There are n observations in the original sample, each equally likely to be selected in each bootstrap draw. Thus, the probability of excluding any specific observation is: 1 - 1/n.
Since bootstrap samples with replacement, it will still be 1 - 1/n.
The probability that the jth observation is excluded from a single draw is 1 - 1/n. The probability that it will be excluded from all n bootstrap draws is thus (1 - 1/n)^n since each draw is independent (sample with replacement).
The formula would be 1 - (c).
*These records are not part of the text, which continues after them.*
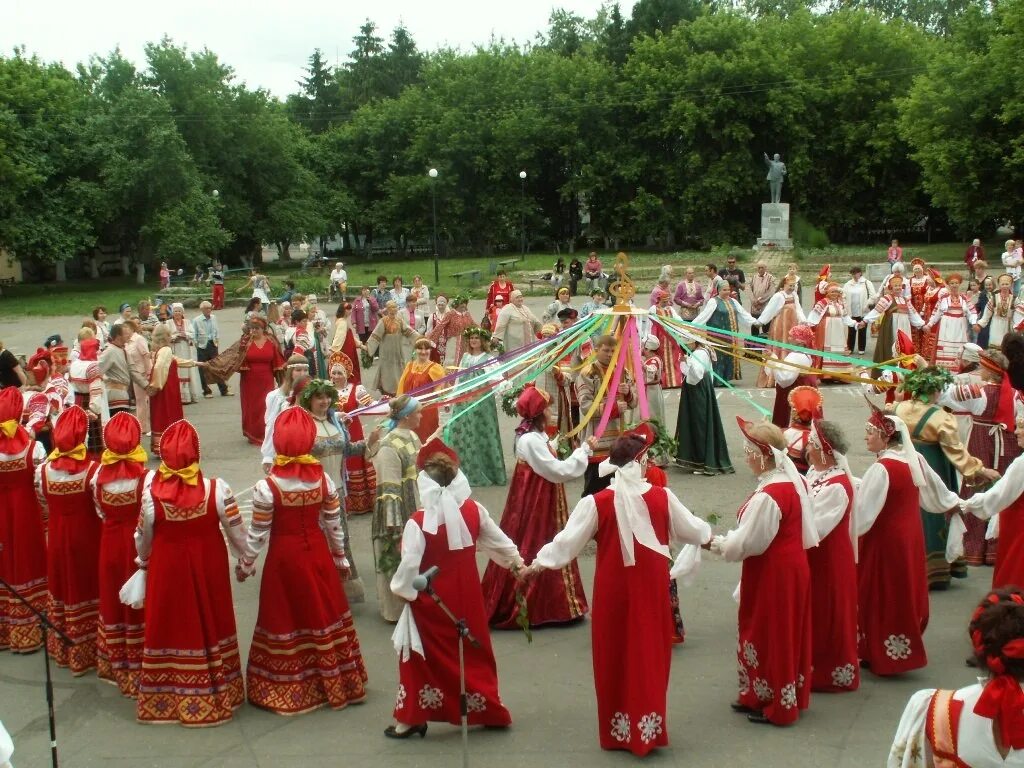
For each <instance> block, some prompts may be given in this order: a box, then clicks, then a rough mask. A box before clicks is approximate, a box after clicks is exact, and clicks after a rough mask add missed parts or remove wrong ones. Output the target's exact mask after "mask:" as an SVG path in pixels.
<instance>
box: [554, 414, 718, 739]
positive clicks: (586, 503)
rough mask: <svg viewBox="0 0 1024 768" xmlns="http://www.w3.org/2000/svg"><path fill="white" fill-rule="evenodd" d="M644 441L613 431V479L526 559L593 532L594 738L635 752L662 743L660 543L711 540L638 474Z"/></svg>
mask: <svg viewBox="0 0 1024 768" xmlns="http://www.w3.org/2000/svg"><path fill="white" fill-rule="evenodd" d="M648 434H649V433H648ZM650 444H651V441H649V440H647V439H645V438H644V437H642V436H640V435H634V434H628V435H626V436H623V437H620V438H618V439H617V440H616V441H615V443H614V445H612V449H611V456H610V459H609V460H608V461H607V462H605V463H603V464H602V465H601V469H602V472H605V473H607V474H611V475H612V476H613V479H612V481H611V485H610V486H609V487H608V488H605V489H604V490H600V492H598V493H597V494H595V495H593V496H589V497H584V498H583V499H582V500H580V502H579V503H578V504H577V506H575V509H573V510H572V513H571V514H570V515H569V518H568V521H567V522H566V523H565V528H564V529H563V530H562V531H561V532H559V534H558V535H557V536H556V537H555V538H554V540H553V541H552V542H551V543H550V544H547V545H545V546H544V547H543V548H542V549H541V551H540V552H538V554H537V558H536V559H535V561H534V562H535V563H536V564H537V565H538V566H540V567H542V568H546V569H549V568H561V567H563V566H565V565H566V564H568V563H569V562H571V561H572V560H573V558H575V557H577V556H578V555H579V554H580V553H581V552H582V551H583V549H584V548H585V547H586V546H587V544H588V543H589V542H590V541H591V540H592V539H596V541H597V566H596V571H595V575H594V596H593V605H594V609H593V626H592V644H593V652H594V687H595V689H596V692H597V720H598V728H599V738H600V744H601V749H603V750H628V751H630V752H632V753H633V754H634V755H638V756H643V755H646V754H647V753H648V752H650V751H651V750H653V749H656V748H658V746H667V745H668V743H669V735H668V731H669V726H668V712H667V709H668V707H667V698H668V689H669V672H670V668H671V665H672V631H673V621H672V608H671V606H670V604H669V601H668V600H666V599H665V595H666V590H667V589H668V586H669V580H670V573H669V564H670V562H671V559H670V554H669V547H670V545H691V546H698V545H701V544H707V543H708V542H710V541H711V538H712V529H711V526H710V525H709V524H708V523H707V522H705V521H703V520H701V519H699V518H697V517H694V516H693V515H692V514H691V513H690V511H689V510H688V509H686V507H684V506H683V504H682V502H680V501H679V499H677V498H676V496H675V495H674V494H673V493H672V492H671V490H669V489H667V488H663V487H657V486H656V485H652V484H651V483H649V482H648V481H647V480H646V479H645V477H644V470H643V467H642V462H643V460H644V454H645V453H646V451H647V450H648V449H649V447H650Z"/></svg>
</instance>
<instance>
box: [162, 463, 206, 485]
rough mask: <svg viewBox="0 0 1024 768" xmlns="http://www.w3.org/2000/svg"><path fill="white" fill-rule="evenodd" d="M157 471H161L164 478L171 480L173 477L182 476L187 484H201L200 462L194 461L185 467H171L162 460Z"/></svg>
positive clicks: (162, 477)
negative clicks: (182, 467) (175, 468)
mask: <svg viewBox="0 0 1024 768" xmlns="http://www.w3.org/2000/svg"><path fill="white" fill-rule="evenodd" d="M157 471H158V472H160V478H161V479H162V480H169V479H170V478H171V477H180V478H181V479H182V480H184V481H185V484H186V485H197V484H199V462H194V463H191V464H189V465H188V466H187V467H185V468H184V469H171V468H170V467H168V466H167V465H166V464H164V463H163V462H161V463H160V467H159V468H158V469H157Z"/></svg>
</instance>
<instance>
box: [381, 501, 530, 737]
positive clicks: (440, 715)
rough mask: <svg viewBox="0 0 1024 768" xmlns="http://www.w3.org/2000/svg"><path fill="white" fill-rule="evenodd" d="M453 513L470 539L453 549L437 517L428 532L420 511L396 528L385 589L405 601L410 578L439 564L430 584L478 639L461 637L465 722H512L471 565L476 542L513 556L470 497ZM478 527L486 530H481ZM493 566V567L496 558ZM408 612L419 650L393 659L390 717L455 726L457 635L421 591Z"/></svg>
mask: <svg viewBox="0 0 1024 768" xmlns="http://www.w3.org/2000/svg"><path fill="white" fill-rule="evenodd" d="M460 514H461V515H462V518H463V520H464V521H465V522H466V527H467V528H468V530H469V535H470V539H471V540H472V544H471V545H470V546H467V547H464V548H463V549H458V550H451V549H449V544H447V531H446V528H445V525H444V524H443V522H442V523H441V524H440V525H439V526H438V527H437V530H436V532H434V534H428V532H426V531H425V530H424V529H423V523H424V512H423V510H419V511H417V512H416V513H415V514H414V515H413V516H412V517H411V518H410V520H409V522H408V523H406V528H404V530H403V532H402V558H403V562H402V565H400V566H399V568H398V570H397V571H396V573H395V577H394V580H393V581H392V583H391V586H392V591H394V592H395V594H401V595H402V596H403V597H407V599H408V598H409V597H412V595H413V594H415V592H410V590H411V586H410V585H411V579H412V577H413V575H415V574H416V573H417V572H419V571H423V570H426V569H427V568H430V567H432V566H434V565H437V566H439V567H440V570H439V571H438V572H437V575H436V577H434V579H433V581H432V582H431V587H432V588H433V590H434V591H435V592H436V593H437V595H438V597H440V598H441V600H443V601H444V603H445V605H447V606H449V608H450V609H451V610H452V612H453V613H455V615H456V616H458V617H459V618H465V621H466V626H467V628H468V629H469V632H470V634H472V635H473V637H474V638H475V639H476V641H477V642H478V643H479V647H476V646H474V645H472V644H471V643H469V642H466V643H465V644H464V653H465V666H466V697H467V703H468V710H469V724H470V725H490V726H500V727H503V726H507V725H510V724H511V723H512V716H511V715H510V714H509V711H508V710H507V709H505V705H503V703H502V699H501V696H500V695H499V694H498V667H497V665H496V663H495V651H494V648H493V647H492V645H490V633H489V632H488V630H487V614H486V612H485V610H484V607H483V593H482V591H481V590H480V573H479V570H477V567H476V546H477V545H478V546H479V547H480V548H481V549H483V550H488V549H490V547H492V546H494V547H496V549H498V550H500V551H501V554H499V555H498V556H499V557H503V556H504V559H503V560H502V562H505V563H511V562H512V560H513V559H514V558H515V557H516V551H515V546H514V545H513V544H512V542H511V541H509V540H508V539H507V538H506V537H502V536H501V535H500V532H499V534H498V535H497V536H496V535H495V532H496V531H494V530H493V528H496V527H497V526H496V525H495V523H494V522H493V521H492V520H490V518H489V516H487V513H486V512H485V511H482V510H481V509H480V507H479V506H478V505H477V504H476V503H475V502H473V501H472V500H469V499H467V500H466V501H464V502H463V503H462V505H461V507H460ZM484 517H486V518H487V519H486V521H484V519H483V518H484ZM488 523H489V524H488ZM484 525H486V527H487V530H486V531H482V528H483V526H484ZM411 529H412V531H414V532H411ZM414 537H417V545H415V546H416V547H417V554H419V553H420V552H422V557H420V559H419V565H418V566H417V565H416V564H415V563H412V564H411V563H410V562H409V554H410V553H409V549H411V548H412V546H409V548H408V543H409V542H410V541H411V540H412V539H413V538H414ZM503 543H504V545H505V546H504V547H502V544H503ZM495 565H496V567H497V566H498V563H497V562H496V563H495ZM403 577H409V582H410V583H409V584H404V586H403V587H402V586H398V582H400V581H404V580H403ZM411 609H412V612H413V618H414V620H415V622H416V626H417V628H418V630H419V632H420V638H421V640H422V642H423V652H424V655H422V656H421V655H420V654H419V653H417V652H416V651H412V652H411V653H410V654H409V658H408V659H404V660H401V659H399V663H398V693H397V696H396V698H395V705H394V719H395V720H397V721H398V722H399V723H404V724H407V725H419V724H420V723H425V722H427V721H428V720H429V721H435V722H441V723H451V724H453V725H458V724H459V723H460V722H461V714H460V711H459V639H458V632H457V630H456V628H455V625H454V624H453V623H452V620H451V618H449V616H447V615H446V614H445V613H444V612H443V611H441V609H440V608H439V607H438V606H437V604H436V603H435V602H434V601H433V599H431V597H430V596H429V595H427V594H426V593H425V592H420V593H419V594H417V596H416V599H415V600H413V602H412V603H411Z"/></svg>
If you plug in 5, 1-(1-1/5)^5 = 1-0.8^5 = 0.672
Plug in 1000, so 1-(1-1/100)^100 = 1-0.99^100 = 0.634
Plug in 10,000 which is 0.632.
n <- 1:100000
plot(n, 1 - (1 - 1/n)^n)
The model relatively quickly approaches an asymptotic probability of: \[ \lim_{n \to \infty} 1 - \left(1 - \frac{1}{n}\right)^n = 1-\frac{1}{e} \approx 0.632 \] This shows that even with very large samples, about 63.2% of observations appear at least once in each bootstrap sample, while about 36.8% are left out entirely.
store <- rep(NA, 10000)
for(i in 1:10000){
store[i] <- sum(sample(1:100, rep=TRUE) == 4) > 0
}
mean(store)
## [1] 0.6355
We loop over 10,000 bootstrap samples of size 100 with replacement. The result is 0.6317 which is approximately 0.632, matching what we expected. This highlights the property of bootstrap sampling, where each observation has about a 63.2% chance of appearing at least once in a bootstrap sample and 36.8% chance of being excluded entirely.
library(ISLR)
data(Default)
str(Default)
## 'data.frame': 10000 obs. of 4 variables:
## $ default: Factor w/ 2 levels "No","Yes": 1 1 1 1 1 1 1 1 1 1 ...
## $ student: Factor w/ 2 levels "No","Yes": 1 2 1 1 1 2 1 2 1 1 ...
## $ balance: num 730 817 1074 529 786 ...
## $ income : num 44362 12106 31767 35704 38463 ...
head(Default)
## default student balance income
## 1 No No 729.5265 44361.625
## 2 No Yes 817.1804 12106.135
## 3 No No 1073.5492 31767.139
## 4 No No 529.2506 35704.494
## 5 No No 785.6559 38463.496
## 6 No Yes 919.5885 7491.559
summary(Default)
## default student balance income
## No :9667 No :7056 Min. : 0.0 Min. : 772
## Yes: 333 Yes:2944 1st Qu.: 481.7 1st Qu.:21340
## Median : 823.6 Median :34553
## Mean : 835.4 Mean :33517
## 3rd Qu.:1166.3 3rd Qu.:43808
## Max. :2654.3 Max. :73554
set.seed(0)
logit_model <- glm(default ~ income + balance, data = Default, family = binomial)
summary(logit_model)
##
## Call:
## glm(formula = default ~ income + balance, family = binomial,
## data = Default)
##
## Coefficients:
## Estimate Std. Error z value Pr(>|z|)
## (Intercept) -1.154e+01 4.348e-01 -26.545 < 2e-16 ***
## income 2.081e-05 4.985e-06 4.174 2.99e-05 ***
## balance 5.647e-03 2.274e-04 24.836 < 2e-16 ***
## ---
## Signif. codes: 0 '***' 0.001 '**' 0.01 '*' 0.05 '.' 0.1 ' ' 1
##
## (Dispersion parameter for binomial family taken to be 1)
##
## Null deviance: 2920.6 on 9999 degrees of freedom
## Residual deviance: 1579.0 on 9997 degrees of freedom
## AIC: 1585
##
## Number of Fisher Scoring iterations: 8
SE of income is 4.985e-6 and balance is 2.274e-4.
boot.fn <- function(data, index) {
fit <- glm(default ~ income + balance, data = data, family = "binomial", subset = index)
return(coef(fit))
}
library(boot)
## Warning: package 'boot' was built under R version 4.4.2
##
## Attaching package: 'boot'
## The following object is masked from 'package:lattice':
##
## melanoma
boot(Default, boot.fn, 1000)
##
## ORDINARY NONPARAMETRIC BOOTSTRAP
##
##
## Call:
## boot(data = Default, statistic = boot.fn, R = 1000)
##
##
## Bootstrap Statistics :
## original bias std. error
## t1* -1.154047e+01 -4.029654e-02 4.369085e-01
## t2* 2.080898e-05 2.593598e-07 4.723616e-06
## t3* 5.647103e-03 1.627427e-05 2.274881e-04
Using my bootstrap function, the SE of income is 4.724e-6 and balance is 2.275e-4. The estimated standard errors for both income and balance are very similar between the glm function and my bootstrap function, providing confidence that the model performance will be similar when tested on new data.